[Avis] [Adaptation] Malavita (The Family) de Luc Besson

Malavita - Affiche
La famille Blake bien sous tous rapports

Luc Besson revient derrière la caméra en adaptant un livre de Tonino Benacquista: Malavita. Il offre un casting brillant: …. pour une histoire complexe qui n’a rien de banale. MALAVITA a su me convaincre, me séduire. J’aime les films sur la Mafia. Ma part de gosse a rêver devant les volets du Parrain, les Affranchis, Les Infiltrés, Scarface, Les Incorruptibles et j’en oublie. L’idée de l’ex-mafieux se réfugiant avec sa famille en pleine Normandie grâce au programme de protection des témoins donne le sourire. Le genre d’événements improbable qui attise la curiosité. Vous en voyez souvent vous des mafieux dans un petit bourg français?

Sous des apparences trompeuses, le bon dieu sans confession serait accordé aux membres de la famille Blake. Une famille comme les autres, si la façade suffisait. Alors que le père est un des parrains de la Mafia new-yorkaise en cavale pour avoir dénoncé ses compatriotes. Les étincelles sont proches de la surface, une simple mèche et hop tout part en sucette. Le feu est prometteur. Prenez garde à vos voisins…

Synopsis:

Fred Blake alias Giovanni Manzoni, repenti de la mafia new-yorkaise sous protection du FBI, s’installe avec sa famille dans un petit village de Normandie.
Malgré d’incontestables efforts d’intégration, les bonnes vieilles habitudes vont vite reprendre le dessus quand il s’agira de régler les petits soucis du quotidien…

Les acteurs semblent prendre un malin plaisir à jouer leur rôle.

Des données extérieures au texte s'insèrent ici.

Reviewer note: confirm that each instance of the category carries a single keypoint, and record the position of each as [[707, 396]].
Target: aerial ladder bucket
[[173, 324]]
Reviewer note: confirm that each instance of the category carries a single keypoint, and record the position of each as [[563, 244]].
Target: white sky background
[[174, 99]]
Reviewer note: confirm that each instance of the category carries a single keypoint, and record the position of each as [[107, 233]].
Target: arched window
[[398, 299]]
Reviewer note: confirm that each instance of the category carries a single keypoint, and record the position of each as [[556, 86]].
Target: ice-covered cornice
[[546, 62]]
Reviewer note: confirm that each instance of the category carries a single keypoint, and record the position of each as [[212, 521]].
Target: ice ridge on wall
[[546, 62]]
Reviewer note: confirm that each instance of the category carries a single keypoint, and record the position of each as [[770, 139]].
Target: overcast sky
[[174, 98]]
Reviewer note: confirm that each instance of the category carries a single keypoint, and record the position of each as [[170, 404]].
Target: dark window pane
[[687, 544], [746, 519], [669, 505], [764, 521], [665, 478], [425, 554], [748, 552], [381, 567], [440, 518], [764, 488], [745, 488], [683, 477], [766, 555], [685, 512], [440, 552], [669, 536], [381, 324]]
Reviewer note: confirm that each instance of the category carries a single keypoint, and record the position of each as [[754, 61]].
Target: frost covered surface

J’ai adoré littéralement les deux enfants terribles du couple vedette: Dianna Agron et John D’Leo. Ils sont drôles, pimentés et sacrément déjanté sous des airs de petits anges. Ils sont les vrais révélations du long métrage. A côté les grands noms, s’en sortent haut la main. Robert De Niro fait preuve d’un humour qui fait mouche, il réussit à marquer les esprits. Michelle Pfeiffer divine en mama mafieuse, elle m’a fait sourire. Tommy Lee Jones fidèle à lui-même tendrement hilarant dans son rôle d’agent du FBI. Les 3 sont talentueux, parfaits dans leurs personnages. Ils offrent une crédibilité aux événements. C’est un régal de les voir et d’écouter leurs répliques. Le clin d’oeil aux Affranchis virent en une belle déclaration d’amour à ses films/séries cultes sur la Mafia qui sont des madeleines de Proust pour toute une génération d’amateurs du genre.

Malavita - Photo Dianna Agron, John D'Leo
Dianna Agron et John D’Leo deux adolescents surprenants

Malavita est savamment mixé. L’histoire est à la fois drôle, percutante, touchante, incroyable, grandiose. Les personnalités sont égratignés toujours avec tacts, sans moqueries, juste une petite once de réalisme détonnante comme la vision du Français de base. Luc Besson signe avec Malavita un divertissement jouissif. Je me suis réjouie du spectacle qui prenait vie devant mes yeux. Un régal croustillant de voir une brochette d’acteurs que j’apprécie se prêter à une comédie étonnante. Les notes d’humour, de burlesque, la petite acidité, le choix du casting m’ont charmé. Le roman est plus subtil sur certains points, le décalage écran a un grain de folie un peu plus poussé qui se savoure très agréablement.

Note:

8/10

Plus d’informations:

Sortie: 23 octobre 2013 / Distributeur: EuropaCorp / Genre: Comédie, Action

Casting: Robert de Niro, Michelle Pfeiffer, Tommy Lee Jones, Dianna Agron (Glee), John D’Leo, Domenick Lombardozzi

Scénario de: Tonino Benacquista, Luc Besson, Michael Caleo

Le roman de Tonino Benacquista est disponible aux Editions Folio.